The Unexpected $0.01 AWS Bill

Interestingly, I tweeted this post about the free tier trap a few days ago. Last week I ran into something relatable.

I created a new AWS account a few weeks ago to run a WordPress blog. My intention was to keep it entirely on the free tier as I did not want to attach my card and I didn’t expect much traffic in first few months. All this account had was an EC2 instance (t2.micro) and an EBS volume (30GB). After running this for a few weeks, I noticed a charge of $0.01 being there on the billing console. Since AWS cost optimisation is my area of interest, I decided to go deep into this rabbit hole and get to the root of this.

Exploring the cost explorer

I started out with the cost explorer to find out the reason for this charge. On the service level, this $0.01 charge was attributed to the infamously vague category of “EC2-Other”. This category can include anything from an EBS volume to a public IP address to anything else in between.

Grouping the data by charge type

Grouping the data by “Charge Type” revealed that the charge was categorised under “usage”.

Since this is pretty vague, I searched AWS docs for the definition and this is what I found.

What this roughly means is that this charge is not due to tax, credits, some reservation or savings plan or even support fee. This is due to some actual usage of a service. Again, very vague.

Grouping the data by usage type

Grouping the data by “Usage Type” revealed that the charge was categorised under “others”. See the below screenshot. We can now effectively rule out any data transfer out charges.

Customer support helped..a bit..

Confused and intrigued, I headed out to raise a support ticket. The automated resolution tried to show some possible reasons for this. See below screenshot.

I went ahead and filed the ticket anyways.

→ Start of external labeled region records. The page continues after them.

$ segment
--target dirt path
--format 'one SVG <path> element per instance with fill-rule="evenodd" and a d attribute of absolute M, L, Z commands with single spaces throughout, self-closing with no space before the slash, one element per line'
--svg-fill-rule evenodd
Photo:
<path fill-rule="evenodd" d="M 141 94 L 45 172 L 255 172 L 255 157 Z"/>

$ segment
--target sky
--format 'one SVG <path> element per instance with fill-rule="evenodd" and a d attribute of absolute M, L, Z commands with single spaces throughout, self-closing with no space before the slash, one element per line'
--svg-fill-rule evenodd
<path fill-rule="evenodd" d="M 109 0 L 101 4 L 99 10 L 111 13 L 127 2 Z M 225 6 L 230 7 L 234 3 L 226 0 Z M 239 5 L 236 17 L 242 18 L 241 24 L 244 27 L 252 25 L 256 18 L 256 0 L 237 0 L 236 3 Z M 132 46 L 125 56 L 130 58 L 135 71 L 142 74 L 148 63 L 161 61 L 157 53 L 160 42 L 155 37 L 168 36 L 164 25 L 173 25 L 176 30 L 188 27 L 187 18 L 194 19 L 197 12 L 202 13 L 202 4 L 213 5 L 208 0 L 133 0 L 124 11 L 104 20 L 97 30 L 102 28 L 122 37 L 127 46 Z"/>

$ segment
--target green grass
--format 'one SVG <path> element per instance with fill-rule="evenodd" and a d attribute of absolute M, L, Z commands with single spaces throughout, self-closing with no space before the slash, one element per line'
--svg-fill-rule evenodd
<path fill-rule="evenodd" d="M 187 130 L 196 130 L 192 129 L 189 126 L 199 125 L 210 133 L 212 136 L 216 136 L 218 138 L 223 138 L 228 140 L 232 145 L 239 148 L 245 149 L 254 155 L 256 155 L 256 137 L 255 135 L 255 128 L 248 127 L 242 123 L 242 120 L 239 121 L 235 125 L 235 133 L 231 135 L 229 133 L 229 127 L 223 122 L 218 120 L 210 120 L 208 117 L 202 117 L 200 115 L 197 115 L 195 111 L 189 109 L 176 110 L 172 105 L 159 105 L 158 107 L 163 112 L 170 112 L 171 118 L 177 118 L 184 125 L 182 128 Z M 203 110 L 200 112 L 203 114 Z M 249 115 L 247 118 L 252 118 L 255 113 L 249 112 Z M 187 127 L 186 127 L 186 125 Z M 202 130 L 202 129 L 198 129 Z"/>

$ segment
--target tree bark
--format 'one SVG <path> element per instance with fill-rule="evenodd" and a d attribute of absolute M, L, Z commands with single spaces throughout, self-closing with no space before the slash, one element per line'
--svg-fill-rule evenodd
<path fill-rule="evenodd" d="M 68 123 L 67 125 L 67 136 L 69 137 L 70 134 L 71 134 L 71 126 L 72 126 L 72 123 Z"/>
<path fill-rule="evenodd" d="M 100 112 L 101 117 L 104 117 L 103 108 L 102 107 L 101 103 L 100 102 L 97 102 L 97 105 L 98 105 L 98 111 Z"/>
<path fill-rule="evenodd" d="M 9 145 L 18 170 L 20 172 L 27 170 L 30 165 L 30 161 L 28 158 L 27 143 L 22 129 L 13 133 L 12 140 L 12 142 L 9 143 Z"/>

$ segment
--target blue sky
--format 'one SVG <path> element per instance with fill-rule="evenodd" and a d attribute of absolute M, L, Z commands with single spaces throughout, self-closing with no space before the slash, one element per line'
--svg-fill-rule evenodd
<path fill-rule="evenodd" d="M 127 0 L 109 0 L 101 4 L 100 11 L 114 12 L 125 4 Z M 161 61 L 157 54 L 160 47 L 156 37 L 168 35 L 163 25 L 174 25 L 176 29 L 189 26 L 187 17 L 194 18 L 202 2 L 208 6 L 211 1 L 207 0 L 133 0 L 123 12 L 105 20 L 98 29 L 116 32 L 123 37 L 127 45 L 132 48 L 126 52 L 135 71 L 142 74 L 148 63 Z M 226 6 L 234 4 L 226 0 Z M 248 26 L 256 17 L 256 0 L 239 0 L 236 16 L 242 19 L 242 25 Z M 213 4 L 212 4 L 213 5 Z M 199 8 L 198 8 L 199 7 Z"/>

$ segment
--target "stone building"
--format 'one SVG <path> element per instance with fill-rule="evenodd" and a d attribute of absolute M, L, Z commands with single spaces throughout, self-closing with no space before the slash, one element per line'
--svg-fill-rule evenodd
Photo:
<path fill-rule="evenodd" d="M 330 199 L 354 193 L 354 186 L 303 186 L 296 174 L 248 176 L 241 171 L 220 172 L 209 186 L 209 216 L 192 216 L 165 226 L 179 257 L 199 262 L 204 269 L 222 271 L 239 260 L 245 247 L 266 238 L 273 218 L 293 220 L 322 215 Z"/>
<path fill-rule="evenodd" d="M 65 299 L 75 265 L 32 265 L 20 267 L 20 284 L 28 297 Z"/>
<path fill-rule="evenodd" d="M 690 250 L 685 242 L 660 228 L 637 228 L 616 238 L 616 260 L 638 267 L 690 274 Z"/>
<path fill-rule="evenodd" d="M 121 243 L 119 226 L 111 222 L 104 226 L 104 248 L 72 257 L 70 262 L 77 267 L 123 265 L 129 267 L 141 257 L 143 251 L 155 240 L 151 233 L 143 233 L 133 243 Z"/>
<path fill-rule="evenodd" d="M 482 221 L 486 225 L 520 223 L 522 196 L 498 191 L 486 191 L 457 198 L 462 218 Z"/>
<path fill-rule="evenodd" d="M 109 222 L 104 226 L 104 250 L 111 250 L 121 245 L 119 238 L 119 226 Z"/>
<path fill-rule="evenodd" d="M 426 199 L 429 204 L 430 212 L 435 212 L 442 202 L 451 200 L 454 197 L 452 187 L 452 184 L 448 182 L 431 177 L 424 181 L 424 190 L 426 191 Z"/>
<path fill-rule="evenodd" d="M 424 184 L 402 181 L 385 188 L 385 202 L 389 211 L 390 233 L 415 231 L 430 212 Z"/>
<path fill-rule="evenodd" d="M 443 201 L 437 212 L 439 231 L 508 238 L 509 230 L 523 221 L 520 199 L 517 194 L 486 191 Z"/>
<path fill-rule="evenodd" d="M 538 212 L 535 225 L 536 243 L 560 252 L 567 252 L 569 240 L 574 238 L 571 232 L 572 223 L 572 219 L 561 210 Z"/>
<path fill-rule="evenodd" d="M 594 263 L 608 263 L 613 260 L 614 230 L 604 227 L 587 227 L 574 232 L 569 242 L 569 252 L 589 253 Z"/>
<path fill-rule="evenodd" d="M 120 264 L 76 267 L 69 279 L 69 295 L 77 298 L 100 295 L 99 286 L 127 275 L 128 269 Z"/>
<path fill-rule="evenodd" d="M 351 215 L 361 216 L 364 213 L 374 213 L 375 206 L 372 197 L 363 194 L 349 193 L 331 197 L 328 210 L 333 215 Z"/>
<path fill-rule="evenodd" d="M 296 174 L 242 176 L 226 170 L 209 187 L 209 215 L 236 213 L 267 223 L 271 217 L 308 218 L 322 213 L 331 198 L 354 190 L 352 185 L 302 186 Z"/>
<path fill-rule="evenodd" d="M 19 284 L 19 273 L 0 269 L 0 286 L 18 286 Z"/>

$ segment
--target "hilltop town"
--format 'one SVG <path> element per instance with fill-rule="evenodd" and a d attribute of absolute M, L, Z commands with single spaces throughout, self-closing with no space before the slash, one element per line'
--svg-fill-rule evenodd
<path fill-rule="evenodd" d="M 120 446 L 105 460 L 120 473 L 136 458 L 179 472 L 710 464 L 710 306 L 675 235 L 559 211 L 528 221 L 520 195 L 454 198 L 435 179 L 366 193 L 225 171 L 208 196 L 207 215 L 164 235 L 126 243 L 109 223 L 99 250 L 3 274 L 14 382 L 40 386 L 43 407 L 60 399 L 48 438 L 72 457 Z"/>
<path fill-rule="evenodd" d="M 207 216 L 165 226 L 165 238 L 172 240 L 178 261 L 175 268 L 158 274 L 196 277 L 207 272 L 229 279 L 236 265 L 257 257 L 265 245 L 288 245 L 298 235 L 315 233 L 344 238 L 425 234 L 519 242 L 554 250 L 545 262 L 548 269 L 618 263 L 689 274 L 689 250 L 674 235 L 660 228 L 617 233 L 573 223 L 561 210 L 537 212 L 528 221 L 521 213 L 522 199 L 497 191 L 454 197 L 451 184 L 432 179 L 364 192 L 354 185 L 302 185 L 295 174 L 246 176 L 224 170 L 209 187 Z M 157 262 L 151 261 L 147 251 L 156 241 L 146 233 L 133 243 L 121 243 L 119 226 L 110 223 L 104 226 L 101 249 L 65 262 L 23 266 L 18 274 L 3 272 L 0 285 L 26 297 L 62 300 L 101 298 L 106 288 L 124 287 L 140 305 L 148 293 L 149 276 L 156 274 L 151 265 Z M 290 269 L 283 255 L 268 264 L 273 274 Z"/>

After multiple followups, with the customer support team, they figured out the exact cause of this. It was due to regional data transfer.

Regional Data Transfer: This is data being transferred from a resource in one region to another region.

I am however using a single t2.micro instance with a small 30GB EBS volume attached to it.

While customer support helped in debugging this, they could not help further and could not provide more detailed logs.

Wrapping Up

Cost explorer, Reddit, slack communities and even AWS customer support team could not help me with a definitive root cause for this charge. All I know is that this is due to some data transfer that doesn’t come under the free tier. I feel that this is due to some AWS’ internal housekeeping stuff. However, I do not yet have a clear answer.